Customers still need to read the docs to understand what to do on their own, but after the customer reads the docs on leveraging the gateway, they would then make a PR to GitHub. That will cause a GitHub webhook to kick-off to our agent to review those resources submitted by customers. If the resources show a post is valid through our taxonomy and governance program, it’ll call the Kong Admin API to produce the proxies and consumers they want to create. Then, it’ll comment on that PR. If the PR merged successfully, it’ll say so and post the resources to prove it.
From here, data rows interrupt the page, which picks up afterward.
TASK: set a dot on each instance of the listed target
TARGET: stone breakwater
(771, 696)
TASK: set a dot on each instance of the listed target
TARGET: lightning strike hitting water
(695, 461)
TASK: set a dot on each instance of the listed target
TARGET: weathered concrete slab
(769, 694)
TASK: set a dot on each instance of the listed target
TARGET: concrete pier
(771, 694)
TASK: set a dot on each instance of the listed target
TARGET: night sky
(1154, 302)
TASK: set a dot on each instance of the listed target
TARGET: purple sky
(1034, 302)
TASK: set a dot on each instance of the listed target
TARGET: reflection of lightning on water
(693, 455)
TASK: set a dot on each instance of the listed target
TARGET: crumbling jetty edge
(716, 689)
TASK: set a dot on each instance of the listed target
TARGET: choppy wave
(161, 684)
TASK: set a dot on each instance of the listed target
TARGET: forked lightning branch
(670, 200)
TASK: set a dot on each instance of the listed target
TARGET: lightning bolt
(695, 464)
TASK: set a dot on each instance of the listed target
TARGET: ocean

If there are problems, it’ll also comment on the PR. And it provides a charming, little feedback loop for customers because they can then continuously improve their request until it’s perfect and gets merged in and processed without our team lifting a finger.
The technology behind this includes some high-level self-service resources that we worked with on this model. We have the Namespace resource, which boils down to virtually a Kong consumer and then credential payers for calling the proxies. It comes down to Kong username, a couple of contact details and access control that hooks into internal company access systems. Then, we have a proxy resource, which boils down to creating a Kong service, a Kong route and any plugin that the consumer would need. The consumer doesn’t have to know the underlying technologies with which we’re working. If you understand an API gateway, you would be able to use that intuitively.
Kong Gateway Enables Innovation at UnitedHealth Group
With the self-service adoption we developed on top of Kong’s API gateway, we have over 300 unique users leveraging this internally, making 2,000 interactions every month. So that equals 2,000 times we didn’t have to manually talk to a customer and work with them to process their proxies and resources. That frees up a lot of developer time.
We like the native GitHub integration where you can see who changed what resources, when and why. Our self-service tooling integrates with Prometheus and Grafana to create dashboards with alerting. That way, API providers can know when their services are failing as soon as they start failing.
Even though we have many APIs, consumers and transactions, we’re confident that Kong will be able to support our cloud native journey.
With Kong, we’ve seen an 85 percent reduction in gateway overhead compared to our previous proprietary solution. Kong is also 90 percent more resource-efficient. In the above graph, you can see the results of three separate comparison tests. In the blue, we have a test against an API. It has to be a Golang API–it’s pretty fast with an average response time of six milliseconds. In the orange, we see the same API with a Kong proxy in front of it. The average response time is 17 milliseconds. When you look at the skyscraper in the chart (112 milliseconds), you can see how much better Kong performs than our previous solution.
Going from a proprietary license solution to Kong Gateway eliminated our licensing fees, which is a good thing. Since Kong is more extensible, we could engineer DevOps enabling tools around it, reducing our operation staffing by 85 percent.
Kong is much more resource-efficient, meaning we can run it with less hardware at the same capacity. With Kong, we reduced our API management service cost by 95 percent. When we started with Kong, for almost two years, we were:
- Supporting the operations of a 300,000-person company
- Pursuing all of our engineering goals
- Getting monitoring and alerts set up
- Iterating and testing every time a new version of Kong came out
2020 and Beyond With Kong
Kong and Optum have seen some remarkable growth in adoption within the cloud native space. In 2019, our open source, Kong-based gateway platform hosted about 1,900 proxies and handled 375 million transactions per month. In 2020, we experienced a ten-fold increase in both metrics to more than 11,000 proxies and 4.5 billion transactions per month. That works out to about 150 million per day.